Today, the Moon is as dead as you can get, but scientists contend that this might not have been the case billions of years ago. According to Dirk Schulze-Makuch and Ian Crawford from the University of London, there were two periods shortly after the Moon formed when it could have been possible for life to have existed on the lunar surface.
The modern Moon is a terrifyingly inhospitable place. Without an atmosphere or a magnetic field, the satellite is subjected to meteorite bombardments, daily swings in temperature from the far subzero to boiling, and blasts of solar and cosmic radiation. It’s also so dry that the only water is in the form of ancient ice at the bottom of polar craters and perhaps deep in the lunar mantle. It’s a world where, if any life does exist, it’s in the form of a few spores brought by American and Soviet lunar missions during the Cold War.

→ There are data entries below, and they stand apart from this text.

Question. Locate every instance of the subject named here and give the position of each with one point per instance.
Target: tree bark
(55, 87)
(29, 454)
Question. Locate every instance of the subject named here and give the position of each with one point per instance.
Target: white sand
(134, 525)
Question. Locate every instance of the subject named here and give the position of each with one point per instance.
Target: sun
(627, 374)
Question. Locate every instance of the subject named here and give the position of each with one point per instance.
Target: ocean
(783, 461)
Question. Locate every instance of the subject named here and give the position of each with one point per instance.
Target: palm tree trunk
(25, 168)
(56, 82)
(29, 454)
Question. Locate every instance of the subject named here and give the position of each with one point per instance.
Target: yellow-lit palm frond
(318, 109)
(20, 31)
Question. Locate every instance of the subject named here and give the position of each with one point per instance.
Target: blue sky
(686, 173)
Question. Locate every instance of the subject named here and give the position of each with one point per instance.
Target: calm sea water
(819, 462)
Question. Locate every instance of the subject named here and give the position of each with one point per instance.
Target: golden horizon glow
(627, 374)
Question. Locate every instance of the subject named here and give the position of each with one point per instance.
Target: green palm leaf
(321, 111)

But Schulze-Makuch and Crawford claim that things could have been very different four billion years ago when the Moon first formed from a debris disk believed to result from the proto-Earth colliding with a Mars-sized object. As the newborn Moon coalesced, there would have been a lot of water sealed inside it, much as in the early Earth. As it cooled, the Moon would have eventually formed a primitive atmosphere protected by a magnetic field generated by the still-molten core.
Under these conditions, water could have existed on the lunar surface under conditions that could support some forms of microbial life. This wouldn’t have lasted long, and after a few million years the atmosphere and the water would have been gone. However, five hundred million years later, the Moon’s volcanic activities were at their peak, belching billions of tons of gas out to form a second temporary atmosphere and a second watery habitat that would have lasted a few more million years.

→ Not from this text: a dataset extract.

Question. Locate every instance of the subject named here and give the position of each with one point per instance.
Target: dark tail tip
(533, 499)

"It looks very much like the Moon was habitable at this time," says Schulze-Makuch. "There could have actually been microbes thriving in water pools on the Moon until the surface became dry and dead."

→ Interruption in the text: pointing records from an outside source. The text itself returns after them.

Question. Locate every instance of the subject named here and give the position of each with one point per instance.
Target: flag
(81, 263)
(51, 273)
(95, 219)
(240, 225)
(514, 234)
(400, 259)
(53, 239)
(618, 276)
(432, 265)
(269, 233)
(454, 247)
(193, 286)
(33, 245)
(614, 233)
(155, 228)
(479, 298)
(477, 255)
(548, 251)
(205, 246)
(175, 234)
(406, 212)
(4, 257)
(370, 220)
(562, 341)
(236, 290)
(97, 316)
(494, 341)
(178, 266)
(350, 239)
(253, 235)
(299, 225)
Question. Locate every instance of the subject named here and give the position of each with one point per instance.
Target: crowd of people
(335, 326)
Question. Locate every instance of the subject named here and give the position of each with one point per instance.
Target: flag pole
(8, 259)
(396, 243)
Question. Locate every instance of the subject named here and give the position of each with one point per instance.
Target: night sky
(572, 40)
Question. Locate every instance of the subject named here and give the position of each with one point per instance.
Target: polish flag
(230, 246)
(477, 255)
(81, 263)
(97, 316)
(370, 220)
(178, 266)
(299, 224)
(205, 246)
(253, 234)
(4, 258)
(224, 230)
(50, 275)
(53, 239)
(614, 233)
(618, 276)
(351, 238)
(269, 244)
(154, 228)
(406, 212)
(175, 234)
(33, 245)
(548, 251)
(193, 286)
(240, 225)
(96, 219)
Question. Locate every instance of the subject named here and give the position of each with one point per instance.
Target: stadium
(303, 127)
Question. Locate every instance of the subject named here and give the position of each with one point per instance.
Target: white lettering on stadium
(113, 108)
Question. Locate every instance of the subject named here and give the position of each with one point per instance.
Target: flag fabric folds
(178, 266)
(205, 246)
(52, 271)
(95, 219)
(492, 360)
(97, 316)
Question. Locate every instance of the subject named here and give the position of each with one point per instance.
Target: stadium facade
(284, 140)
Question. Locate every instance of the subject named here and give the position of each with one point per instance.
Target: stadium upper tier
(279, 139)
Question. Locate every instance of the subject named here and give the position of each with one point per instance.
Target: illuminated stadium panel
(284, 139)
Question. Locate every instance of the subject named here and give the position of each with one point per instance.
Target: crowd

The question remains, where would such microbes come from in such a brief time? According to Schulze-Makuch, the most likely source is Earth – 3.8 to 3.5 billion years ago, our planet’s most advanced known life form was cyanobacteria, which can live without oxygen. This was also a time when the Earth was being constantly bombarded by comets and asteroids. It’s entirely possible that some of these bacteria could have been blasted off the Earth and then rode protected inside meteors to eventually rain down on the Moon.
At the moment, this is largely theoretical, but Schulze-Makuch says that future lunar missions could seek out samples that might show the presence of not only ancient water, but organic molecules and other biosignatures. He also says that experiments on using simulated lunar environments could test how well life might have survived on the early Moon.